7 | Organization of the Market and Competition

Market-based competition

Since the 1990s, the government has sought to present itself as supporting a system of liberalized market competition but there have been numerous criticisms of its actions. The privatization program of the 1990s that turned back much of the nationalization process of the early 1970s did less to create competition and more to benefit leaders of the National Congress Party (NCP) and businessmen that the NCP approved of, thus the system was less “free market capitalism” and more “crony capitalism.” That said, it is possible for outsiders to participate in the market, especially since the banking system in the north is predominantly Islamic. Widespread corruption is also a problem and endemic; the scale however has grown as oil exports (especially to China and India) have grown.

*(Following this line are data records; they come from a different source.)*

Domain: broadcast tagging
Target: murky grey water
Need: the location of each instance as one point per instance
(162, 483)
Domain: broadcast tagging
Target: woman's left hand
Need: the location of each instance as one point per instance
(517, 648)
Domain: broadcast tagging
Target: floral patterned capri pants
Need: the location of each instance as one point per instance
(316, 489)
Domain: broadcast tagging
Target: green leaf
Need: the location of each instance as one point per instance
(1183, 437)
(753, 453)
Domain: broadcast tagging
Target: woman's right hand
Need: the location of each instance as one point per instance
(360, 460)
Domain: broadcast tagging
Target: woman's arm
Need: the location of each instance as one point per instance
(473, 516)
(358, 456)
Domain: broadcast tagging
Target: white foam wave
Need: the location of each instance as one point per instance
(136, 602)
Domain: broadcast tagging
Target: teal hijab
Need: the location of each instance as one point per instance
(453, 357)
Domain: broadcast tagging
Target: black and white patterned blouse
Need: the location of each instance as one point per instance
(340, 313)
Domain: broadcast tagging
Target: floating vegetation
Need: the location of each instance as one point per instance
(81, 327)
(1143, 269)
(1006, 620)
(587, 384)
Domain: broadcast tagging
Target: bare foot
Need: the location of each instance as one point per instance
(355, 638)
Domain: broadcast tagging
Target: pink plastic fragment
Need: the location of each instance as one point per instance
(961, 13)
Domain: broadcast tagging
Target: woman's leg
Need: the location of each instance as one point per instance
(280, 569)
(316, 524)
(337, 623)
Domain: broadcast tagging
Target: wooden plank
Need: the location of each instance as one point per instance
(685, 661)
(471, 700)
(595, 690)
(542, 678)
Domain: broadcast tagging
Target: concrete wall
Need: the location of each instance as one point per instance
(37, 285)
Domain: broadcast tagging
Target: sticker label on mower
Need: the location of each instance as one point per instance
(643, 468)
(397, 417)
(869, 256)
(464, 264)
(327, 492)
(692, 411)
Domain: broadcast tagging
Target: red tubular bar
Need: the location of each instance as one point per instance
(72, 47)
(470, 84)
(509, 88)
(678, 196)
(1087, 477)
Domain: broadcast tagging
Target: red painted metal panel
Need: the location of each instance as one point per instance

In the south, since 2005 a new economy has been emerging which is comparatively open, and experienced businesspeople from other African countries have taken advantage of new market opportunities, including the brewing giant SABMiller.

Anti-monopoly policy

Since the creation of a state roughly corresponding to the contemporary Sudan (including the south) the government has been closely involved in the “modern” sectors of the economy. Gaining and holding political power since independence has been closely associated with access to economic opportunities. The government during the period under review claims that it is anti-monopoly, but in practice obstacles are often placed in the way of new business players that could challenge existing interests, unless those players are able to garner political patronage. The most notorious cartel is in the field of the now significant arms manufacturing sector. This sector is officially off-budget for security reasons, but is in fact in the hands of military-based companies that benefit regime military and security actors.

Liberalization of foreign trade

Historically Sudan’s foreign trade was largely developed with Europe and the United States. In the late 1970s, it appeared that U.S. energy company Chevron would develop oil fields while Gulf investors focused on agriculture. This process was halted by the outbreak of civil war in 1983, though foreign trade since the mid-1990s has expanded as Asian countries, including China, Malaysia and India, started developing oil fields and exporting in 1999. There has also been expansion of other areas of trade, mainly with the Gulf states and Asia. Trade with the West is limited by U.S. sanctions, as Sudan since 1994 was listed as a state that supported terrorism.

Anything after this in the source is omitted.